Intercompany transactions. The treatment accorded intercompany transactions under the Proposed Regulations also diverges from the corporate division model in an important respect. In general, the Proposed Regulations accord single entity treatment to intercompany transactions, disregarding intercompany stock acquisitions, distributions, and share issuances.116 However, the Proposed Regulations provide that (i) intercompany transactions between group members are not disregarded if they occur pursuant to a plan or arrangement in which a party to the transaction becomes a non-member, and (ii) in such case, transactions (such as distributions and stock acquisitions) are tested for CERT status on a separate company basis.
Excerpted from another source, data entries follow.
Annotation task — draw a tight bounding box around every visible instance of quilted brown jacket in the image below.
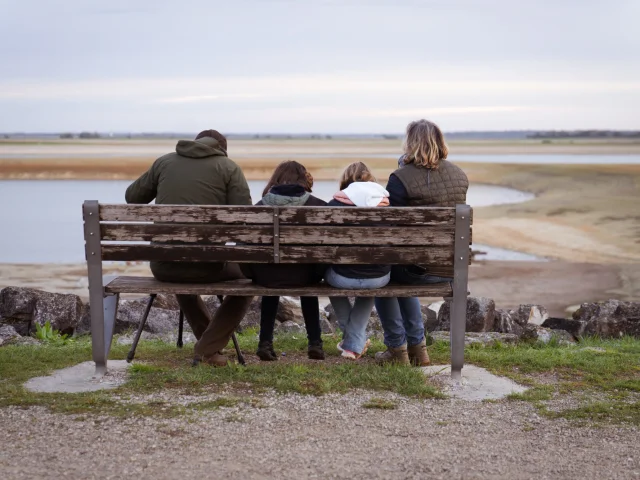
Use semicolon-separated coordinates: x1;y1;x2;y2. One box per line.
392;160;469;207
387;160;469;278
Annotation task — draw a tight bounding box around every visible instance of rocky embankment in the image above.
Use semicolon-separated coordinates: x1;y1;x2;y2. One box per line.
0;287;640;345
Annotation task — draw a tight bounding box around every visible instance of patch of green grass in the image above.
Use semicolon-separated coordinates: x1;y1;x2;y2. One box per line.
0;331;443;418
362;398;398;410
544;401;640;425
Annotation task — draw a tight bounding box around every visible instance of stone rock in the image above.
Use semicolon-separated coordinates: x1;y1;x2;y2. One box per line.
509;304;549;327
420;302;444;332
115;330;196;345
573;300;640;338
520;323;575;345
430;330;518;346
0;287;82;335
275;322;306;333
0;325;20;347
493;309;524;336
542;318;587;339
438;297;496;332
276;297;304;325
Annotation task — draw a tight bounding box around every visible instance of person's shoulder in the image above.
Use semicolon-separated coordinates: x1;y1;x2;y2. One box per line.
327;198;354;207
439;160;467;178
305;195;327;207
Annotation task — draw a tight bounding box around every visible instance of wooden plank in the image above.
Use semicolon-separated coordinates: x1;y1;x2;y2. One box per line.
100;204;273;224
280;225;454;248
105;277;451;297
102;244;273;263
100;223;273;244
280;207;455;226
280;245;453;266
102;244;453;266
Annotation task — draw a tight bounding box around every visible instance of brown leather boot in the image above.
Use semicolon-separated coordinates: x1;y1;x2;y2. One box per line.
202;352;229;367
376;343;411;365
407;339;431;367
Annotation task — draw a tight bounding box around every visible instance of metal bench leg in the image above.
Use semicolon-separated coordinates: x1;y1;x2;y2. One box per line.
127;293;156;363
218;295;247;367
450;205;471;380
176;310;184;348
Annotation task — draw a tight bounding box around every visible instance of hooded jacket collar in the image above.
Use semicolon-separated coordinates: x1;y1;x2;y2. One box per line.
176;137;227;158
333;182;389;207
262;185;310;207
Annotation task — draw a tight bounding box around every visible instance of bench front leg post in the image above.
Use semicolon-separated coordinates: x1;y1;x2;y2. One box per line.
450;205;471;380
82;200;111;375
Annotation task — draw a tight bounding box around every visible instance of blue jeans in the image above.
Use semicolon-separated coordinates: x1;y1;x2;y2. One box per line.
324;268;391;354
375;265;453;348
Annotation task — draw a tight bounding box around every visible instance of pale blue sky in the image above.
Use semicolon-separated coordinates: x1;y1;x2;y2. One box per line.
0;0;640;133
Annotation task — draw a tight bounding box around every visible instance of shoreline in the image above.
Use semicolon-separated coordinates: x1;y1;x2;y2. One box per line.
0;261;640;317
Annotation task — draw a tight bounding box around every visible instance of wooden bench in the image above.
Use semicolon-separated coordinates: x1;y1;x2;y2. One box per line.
83;200;472;377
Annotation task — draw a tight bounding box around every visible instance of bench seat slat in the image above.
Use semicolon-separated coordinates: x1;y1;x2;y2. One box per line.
280;207;456;226
105;276;451;297
102;244;453;266
280;225;455;247
100;204;273;224
100;223;273;244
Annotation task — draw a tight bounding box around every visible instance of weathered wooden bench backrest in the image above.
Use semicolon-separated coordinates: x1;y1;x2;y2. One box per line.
84;203;470;266
83;200;472;377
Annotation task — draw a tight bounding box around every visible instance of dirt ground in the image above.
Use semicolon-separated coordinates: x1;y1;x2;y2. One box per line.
0;392;640;480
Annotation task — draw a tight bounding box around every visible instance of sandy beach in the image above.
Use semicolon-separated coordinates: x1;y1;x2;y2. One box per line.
0;140;640;316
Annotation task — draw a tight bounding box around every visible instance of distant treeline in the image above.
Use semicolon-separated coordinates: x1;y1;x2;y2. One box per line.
0;130;640;141
527;130;640;139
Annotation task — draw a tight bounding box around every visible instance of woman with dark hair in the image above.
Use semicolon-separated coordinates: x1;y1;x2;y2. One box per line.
375;120;469;366
324;162;391;360
243;160;327;361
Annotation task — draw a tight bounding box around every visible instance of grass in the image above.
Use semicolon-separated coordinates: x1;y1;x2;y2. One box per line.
362;398;397;410
0;330;640;424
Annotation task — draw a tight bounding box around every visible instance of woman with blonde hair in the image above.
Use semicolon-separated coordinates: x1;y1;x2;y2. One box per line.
375;120;469;366
324;162;391;360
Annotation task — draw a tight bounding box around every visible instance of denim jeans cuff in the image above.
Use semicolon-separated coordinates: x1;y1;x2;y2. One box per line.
407;335;426;347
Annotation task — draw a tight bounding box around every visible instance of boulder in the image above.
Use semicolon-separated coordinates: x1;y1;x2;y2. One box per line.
493;309;524;336
275;322;306;333
420;302;444;332
509;304;549;327
0;287;82;335
520;323;575;345
542;318;587;339
573;300;640;338
430;330;518;346
0;325;20;347
438;297;496;332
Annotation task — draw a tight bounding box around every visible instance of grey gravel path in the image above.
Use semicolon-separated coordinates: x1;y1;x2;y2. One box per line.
0;392;640;480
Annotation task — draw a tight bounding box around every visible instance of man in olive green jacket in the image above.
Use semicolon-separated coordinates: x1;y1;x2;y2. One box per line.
125;130;252;366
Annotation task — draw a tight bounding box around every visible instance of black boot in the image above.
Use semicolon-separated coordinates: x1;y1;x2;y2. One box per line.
256;340;278;362
307;340;324;360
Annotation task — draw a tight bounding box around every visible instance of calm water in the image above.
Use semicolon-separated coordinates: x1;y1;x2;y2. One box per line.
2;154;640;165
0;180;533;263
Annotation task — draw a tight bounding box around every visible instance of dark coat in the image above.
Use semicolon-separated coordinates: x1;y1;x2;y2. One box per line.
328;198;391;278
240;185;327;288
125;137;251;283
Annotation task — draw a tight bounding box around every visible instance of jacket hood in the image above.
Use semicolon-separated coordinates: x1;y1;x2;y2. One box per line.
333;182;389;207
176;137;227;158
262;185;310;207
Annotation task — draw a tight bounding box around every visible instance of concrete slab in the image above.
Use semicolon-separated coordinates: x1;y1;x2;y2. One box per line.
422;365;527;402
24;360;129;393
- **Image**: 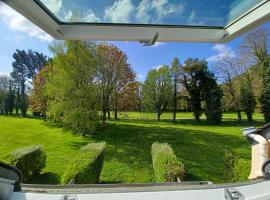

We believe that final Regulations should eliminate this override of single entity principles. Consistent with the single entity directive of section 172(h)(4)(C), the configuration of assets and liabilities within a group prior to deconsolidation, and correspondingly the restructuring of ownership of such assets and liabilities among members in contemplation of a deconsolidation of one or more members, should be irrelevant to the application of the CERT rules. Thus, for example, a distribution of unwanted assets from a subsidiary member to its parent member prior to a spin-off or sale of the subsidiary should not be an ED. To provide otherwise as a general matter would be inconsistent with treating the group as a single entity.117

Carryback waiver election. As discussed above, the default rule under the Proposed Regulations is that a departing member is apportioned a portion of the group's CERT attributes based on the relative net fair market values of the departing member and the remaining members. However, if a Carryback Waiver Election is made, the departing member relinquishes the carryback of all NOLs (and attributable portions of CNOLs) to taxable years of the former group and any preceding years and is apportioned none of the group's CERT attributes (including the interest history of the departing member). This election is procedurally similar to other elections to waive the carryback of CNOLs by departing members of a consolidated group.118

It should be noted that the Carryback Waiver Election differs from the existing waiver elections in at least one significant respect, which could be viewed as bearing on the question of whether the Carryback Waiver Election should be a unilateral election of the departing member (or the common parent of an acquiring group). In the context of the CERT rules, the default rule would require the selling group to provide substantially more information to the departing member (or the common parent of the consolidated group that acquires the departing member) than is required by existing waiver elections. In addition to the amount of existing CNOL and relative fair market value of the departing member, the selling group would also have to provide information regarding the group's interest history, CERT history, and CERT costs. Because the Proposed Regulations provide that the Carryback Waiver Election is made unilaterally by the departing member (or the common parent of the acquiring group), the selling group does not have the option to withhold the above-mentioned information. Unless the default rule is changed, to protect itself from this level of intrusion, the selling group will have to negotiate provisions in the sale agreement requiring the departing member (or the buyer) to make the Carryback Waiver Election.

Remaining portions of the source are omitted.